Durante la liturgia —en la que, como marca la tradición de la Iglesia, no se celebra la Eucaristía— se proclamó el relato de la Pasión según San Juan. En su homilía, el arzobispo destacó que este testimonio fue escrito “para que, al escucharlo, ustedes puedan creer”, subrayando que la escucha del Evangelio es fuente de fe para los creyentes.
El prelado explicó que en la Pasión se revela el misterio central del cristianismo: Jesucristo, siendo verdadero Dios, también es verdadero hombre, y como tal experimentó el sufrimiento, la muerte y la sepultura. “Cristo experimentó lo que es crucial para el ser humano: la muerte y el despojo de todo lo que es y de lo que merecía”, expresó.
Asimismo, recordó que la liturgia de este día se distingue por su sencillez, reflejo del momento que conmemora. “En la muerte todo se deja a un lado: los honores, los ropajes, todo aquello que a veces creemos lo más importante”, señaló, al tiempo que evocó cómo Jesús fue despojado de su dignidad, de su respeto e incluso de sus vestiduras.
El arzobispo invitó a los fieles a reflexionar sobre el sentido de la vida y la fugacidad de los bienes materiales. “Uno construye sueños y grandezas pensando que durarán para siempre, pero no es así; todo es provisional”, afirmó.

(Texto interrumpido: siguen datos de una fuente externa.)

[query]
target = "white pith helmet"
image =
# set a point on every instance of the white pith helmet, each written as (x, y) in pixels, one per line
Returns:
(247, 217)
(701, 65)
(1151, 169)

En este contexto, subrayó que la muerte ayuda a distinguir lo esencial de lo secundario y orienta al encuentro con Dios.
En la parte final de su mensaje, hizo un llamado a vivir con humildad, austeridad y caridad: “Que el Señor nos ayude a ser humildes, a vivir de manera más austera, en la caridad y en el respeto de todos”.
La celebración concluyó en un clima de silencio y oración, propio de este día santo, en el que la Iglesia contempla la pasión y muerte de Jesucristo, a la espera de la alegría de la Pascua.